OGH 9ObA113/05s

9ObA113/05sSupreme CourtAug 31, 2005

Full text

OGH 9ObA113/05s

  • Dokumenttyp: Entscheidungstext
  • Entscheidungsdatum: 31.08.2005

Kopf

Der Oberste Gerichtshof hat als Revisionsgericht in Arbeits- und Sozialrechtssachen durch den Senatspräsidenten des Obersten Gerichtshofs Dr. Rohrer als Vorsitzenden und die Hofräte des Obersten Gerichtshofs Dr. Hradil und Dr. Hopf sowie die fachkundigen Laienrichter Dr. Walter Zeiler und Mag. Bernhard Achitz als weitere Richter in der Arbeitsrechtssache der klagenden Partei Brigitte E*****, vertreten durch Dr. Andreas A. Lintl, Rechtsanwalt in Wien, gegen die beklagte Partei Kuratorium *****, vertreten durch Dr. Raimund Gehart, Rechtsanwalt in Wien, wegen Feststellung, in eventu Unwirksamerklärung (Streitwert EUR 12.000), über die außerordentliche Revision der klagenden Partei gegen das Urteil des Oberlandesgerichts Wien als Berufungsgericht in Arbeits- und Sozialrechtssachen vom 28. April 2005, GZ 7 Ra 58/05h-29, den Beschluss

gefasst:

Spruch

Die außerordentliche Revision der klagenden Partei wird gemäß § 508a Abs 2 ZPO mangels der Voraussetzungen des § 502 Abs 1 ZPO zurückgewiesen (§ 510 Abs 3 ZPO).

Begründung:

Begründung

Das Erstgericht traf ausführliche Feststellungen zu den Umständen, die zur einvernehmlichen Auflösung des Dienstverhältnisses führten (S 5, 6 in ON 24). Die Ansicht der Revisionswerberin, dass dabei Feststellungen zur behaupteten Drucksituation nur aus rechtlichen Gründen unterblieben seien, findet im Akteninhalt keine Deckung. Vielmehr hat das Erstgericht im Rahmen der Beweiswürdigung ausdrücklich dargelegt (S 8 in ON 24), warum es sich nicht in der Lage sah, die von der Klägerin begehrten Feststellungen über eine angebliche Druckausübung durch die Arbeitgeberin zu treffen. Dies blieb in der Berufung der Klägerin unbekämpft.

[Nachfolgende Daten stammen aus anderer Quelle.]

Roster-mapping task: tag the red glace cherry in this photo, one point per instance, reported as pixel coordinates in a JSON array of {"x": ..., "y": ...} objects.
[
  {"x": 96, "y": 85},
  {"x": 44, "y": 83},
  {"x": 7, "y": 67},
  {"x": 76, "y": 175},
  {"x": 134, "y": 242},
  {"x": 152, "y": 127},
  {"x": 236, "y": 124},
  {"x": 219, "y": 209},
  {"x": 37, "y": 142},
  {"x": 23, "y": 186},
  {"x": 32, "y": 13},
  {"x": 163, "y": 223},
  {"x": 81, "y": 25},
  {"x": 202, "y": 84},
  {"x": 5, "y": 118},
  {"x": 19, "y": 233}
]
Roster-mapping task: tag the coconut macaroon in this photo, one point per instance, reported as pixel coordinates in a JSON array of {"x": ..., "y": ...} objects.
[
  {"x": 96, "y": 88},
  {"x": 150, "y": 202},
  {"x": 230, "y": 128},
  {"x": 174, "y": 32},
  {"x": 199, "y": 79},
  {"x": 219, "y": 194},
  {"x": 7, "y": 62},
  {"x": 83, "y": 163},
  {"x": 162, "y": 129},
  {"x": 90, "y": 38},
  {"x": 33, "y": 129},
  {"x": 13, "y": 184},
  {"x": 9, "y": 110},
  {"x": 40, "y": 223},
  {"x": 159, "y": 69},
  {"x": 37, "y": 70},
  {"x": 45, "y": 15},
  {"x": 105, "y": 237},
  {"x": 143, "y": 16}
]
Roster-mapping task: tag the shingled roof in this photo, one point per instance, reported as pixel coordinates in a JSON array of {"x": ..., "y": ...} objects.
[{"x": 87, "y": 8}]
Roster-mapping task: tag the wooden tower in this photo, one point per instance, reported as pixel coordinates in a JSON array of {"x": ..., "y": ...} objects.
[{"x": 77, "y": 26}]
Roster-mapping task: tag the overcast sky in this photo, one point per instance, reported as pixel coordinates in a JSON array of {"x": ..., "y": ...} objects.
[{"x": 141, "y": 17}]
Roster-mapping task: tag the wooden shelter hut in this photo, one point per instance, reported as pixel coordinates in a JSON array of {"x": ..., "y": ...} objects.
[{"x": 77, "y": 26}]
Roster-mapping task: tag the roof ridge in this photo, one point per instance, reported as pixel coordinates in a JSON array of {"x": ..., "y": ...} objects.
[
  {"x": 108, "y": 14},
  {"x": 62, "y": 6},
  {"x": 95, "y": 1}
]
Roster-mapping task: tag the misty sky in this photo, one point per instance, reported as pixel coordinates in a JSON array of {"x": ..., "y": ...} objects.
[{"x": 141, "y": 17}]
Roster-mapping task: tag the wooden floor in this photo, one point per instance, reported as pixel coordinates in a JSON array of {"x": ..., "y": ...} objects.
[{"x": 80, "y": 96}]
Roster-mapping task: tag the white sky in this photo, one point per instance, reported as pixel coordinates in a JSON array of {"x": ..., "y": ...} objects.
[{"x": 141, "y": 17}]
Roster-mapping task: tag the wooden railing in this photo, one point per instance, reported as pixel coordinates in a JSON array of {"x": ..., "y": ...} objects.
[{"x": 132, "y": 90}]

Entgegen dem Vorbringen der Revisionswerberin hat daher das Berufungsgericht weder dem Erstgericht andere als die aus dem Ersturteil hervorgehenden Feststellungen unterlegt noch eigene neue Feststellungen getroffen, sodass weder die behauptete Aktenwidrigkeit noch ein Mangel des Berufungsverfahrens vorliegen.

Mangels Geltendmachung einer erheblichen Rechtsfrage iSd § 502 Abs 1 ZPO erweist sich die Revision der Klägerin daher als unzulässig.